Persaeus, a disciple of Zeno, "says, that they who have made discoveries advantageous to the life of man, should be esteemed as gods; and the very things, he says, which are healthful and beneficial, should have divine appellations; so that he thinks it not sufficient to call them the discoverers of gods, but that they themselves should be deemed divine."

The author of the "Book of Wisdom" in the Apocrypha, details other causes which tended to the same result. He writes, :--

Most systems of mythology contain examples of deities which have been derived from this source.

The Chinese, at the present day, deify and adore their deceased emperors, as well as the spirits of eminent statesmen, scholars, martyrs to virtue, &c.

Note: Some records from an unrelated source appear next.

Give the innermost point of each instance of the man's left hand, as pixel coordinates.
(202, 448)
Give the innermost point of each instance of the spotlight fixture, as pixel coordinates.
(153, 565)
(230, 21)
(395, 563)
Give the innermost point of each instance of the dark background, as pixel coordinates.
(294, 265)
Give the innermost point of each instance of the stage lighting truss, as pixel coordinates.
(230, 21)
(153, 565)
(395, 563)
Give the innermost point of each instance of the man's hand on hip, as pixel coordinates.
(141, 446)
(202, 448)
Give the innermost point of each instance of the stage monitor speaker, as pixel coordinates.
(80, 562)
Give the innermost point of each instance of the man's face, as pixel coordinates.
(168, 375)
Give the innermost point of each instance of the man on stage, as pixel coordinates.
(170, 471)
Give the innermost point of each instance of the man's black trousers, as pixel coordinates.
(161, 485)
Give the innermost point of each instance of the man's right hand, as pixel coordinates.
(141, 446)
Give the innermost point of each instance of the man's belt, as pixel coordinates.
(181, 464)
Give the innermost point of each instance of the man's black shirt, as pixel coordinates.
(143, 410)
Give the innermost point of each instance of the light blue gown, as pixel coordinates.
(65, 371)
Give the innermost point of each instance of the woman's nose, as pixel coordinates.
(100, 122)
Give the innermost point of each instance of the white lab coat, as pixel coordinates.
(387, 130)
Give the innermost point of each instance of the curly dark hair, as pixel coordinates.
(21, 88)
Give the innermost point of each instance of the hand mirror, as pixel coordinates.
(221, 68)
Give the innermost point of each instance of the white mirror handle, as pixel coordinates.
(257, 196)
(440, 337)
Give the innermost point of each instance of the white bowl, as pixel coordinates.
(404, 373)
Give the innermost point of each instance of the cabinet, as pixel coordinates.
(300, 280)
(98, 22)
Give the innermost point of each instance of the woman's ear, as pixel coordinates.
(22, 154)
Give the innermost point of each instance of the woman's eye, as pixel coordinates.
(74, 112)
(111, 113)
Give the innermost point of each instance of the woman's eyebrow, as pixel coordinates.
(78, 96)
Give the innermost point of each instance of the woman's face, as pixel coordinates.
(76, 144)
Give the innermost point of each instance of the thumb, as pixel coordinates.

It has occasionally happened that some great sage, on his apotheosis, had attributed to him that which he had simply expounded during life, and thus became the personification of the religious ideas he had entertained. Buddha, who lived, as nearly as can be ascertained, about 1000 years before Christ, attempted to reform Brahminical India. After death he was deified by his converts, and became the embodiment of the principles he had advocated when on earth; and his name, with various modifications, was applied to the system of cosmogony and religion which he had advocated. The Grand Lamas of Thibet are regarded as incarnations of Buddha, and as such are adored by the Thibetians and the various tribes of Tartars who roam over the vast district which extends from the banks of the Volga to Corea, in the Sea of Japan.

After the persecution which terminated in the expulsion of the followers of Buddha from Hindostan, the Hindoos, not content with their celestial gods or heroes, extended their adoration to various living individuals, particularly to the Brahmins and priests. Daughters under eight years of age are worshipped by them as forms of the goddess Bhavani ; and at certain seasons of the year the Brahmin is worshipped by his wife, and the wives of Brahmins by other men.

Some writers have thought that all the gods of the ancients consisted of deified men. This is, however, an error; for the deification of men was an act second in order to the worship of natural objects and phenomena. The chronological position of this element of mythology has, among other reasons, led Bonomi to arrive at some interesting conclusions on the respective ages of the palaces of Nineveh.

On the walls of the palace at Khorsabad are found sculptured the winged and human-headed bulls, emblems of wisdom or the sun, the four-winged figures, typical of Ibis or Cronos, eagle-headed divinities, and other figures, which are conceived to be symbolical of constellations, and of astronomical phenomena. From these nobler and simpler ideas of Divinity it is inferred, that when this palace was built the worship of the Assyrians was comparatively pure. But on the walls of Nimroud, in addition to the symbolical representations found at Khorsabad, there are also indications of an increased number of divinities, from the presence of deified men; hence a reason for the belief in the degeneracy of the system of religion at the period when this palace was built, and consequently its more recent date.

This element has undoubtedly had an important influence in the formation of the various myths, but it refers rather to an advanced stage in mythology, and to that period of development when a nation has made some progress in arts and literature.

If we contemplate a race in the earlier phases of its existence, or one degraded in the scale of being, we find that its ideas of the supernatural are confined to the deification and worship of the simplest and most striking of the objects and phenomena of nature: as it has increased in civilization and learning, those deities have been represented in symbolical forms; and as civilization and the cultivation of the mind advances, and the knowledge of surrounding nature has become increased, so have the number of deities been multiplied by the deification of the less evident powers of nature, of kings, and of distinguished men, and then also allegory has come into play. Every variation in the character of a nation, and every era, has impressed more or less distinct marks on its mythology; and mythology, as we receive it now, is the sum of all those changes which have been impressed upon it from its earliest formation.